President Ben-Zvi today completed his round of talks with representatives of Israel’s political parties and asked Prime Minister David Ben-Gurion to undertake the task of forming a new Government.
The President met yesterday with leaders of Mapai, Herut, the Liberals, Mapam, Achdut Avodah and the religious group. He expressed a wish for a prompt formation of a new Cabinet and thus end the current caretaker Government now in its seventh month.
Parallel with the presidential consultations, a Mapai committee headed by Finance Minister Levi Eshkol began talks with other parties for a coalition headed by Mr. Ben-Gurion. Three of the Mapai party’s partners in the outgoing coalition–the Liberals, Mapam and Achdut Avodah–went on record as favoring a reconstitution of the former coalition, together with the National Religious party but with the condition that Mapai forego a majority in any new government.
Pointing to Mapai’s loss of six seats in the Knesset, Israel’s Parliament, in the August 15 election, the three parties argued for proportional representation in the distribution of Cabinet portfolios. Mapai lost five seats in the voting and one seat resulting from the loss of an Arab affiliate list.
The National Religious party told the Mapai negotiators that it would not insist on Mapai yielding its customary majority in a new Cabinet, but that it favored widening the coalition to include Herut as well as the ultra-Orthodox Agudas Israel. Herut has never been represented in an Israel Cabinet.
It was generally believed that Mapai would refuse to yield on its demand for a Cabinet majority and instead would prefer to take the risk of a narrow coalition to include all the religious parties. This arrangement would add four seats from Mapai’s Arab affiliates, 12 from the National Religious Party, four from Agudas Israel, and two from Poale Agudas Israel, the Orthodox labor party, to Mapai’s 42 seats for a slender majority of 64 of the Parliament’s 120 seats.

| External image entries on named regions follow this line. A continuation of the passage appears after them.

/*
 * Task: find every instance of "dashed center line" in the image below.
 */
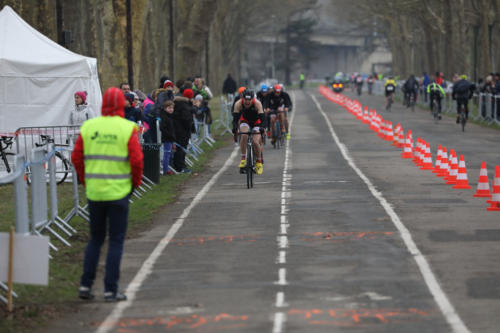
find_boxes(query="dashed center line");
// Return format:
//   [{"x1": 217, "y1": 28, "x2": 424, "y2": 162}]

Agudas Israel, which fell short 94 ballots from a fifth seat, gave notice meanwhile that it would challenge the results at two polling places, one in Tel Aviv and one in Jerusalem. Party officials charged that “irregularities” in Tel Aviv deprived them of a fifth seat which went to the Liberals and they demanded a recount of the Jerusalem polling station results which were invalidated on a technicality by the Central Election Committee.
Since the party’s strength is greatest in Jerusalem, a successful appeal on either challenge would make the united religious bloc a more potent factor in any considerations of a narrow coalition. The appeal will be brought before the Knesset which is the only body authorized to act in ballot disputes. If a Knesset majority sustains the appeal and if the disputed ballots actually turn out to be for the Agudas Israel, the Liberals will lose one of their 17 seats.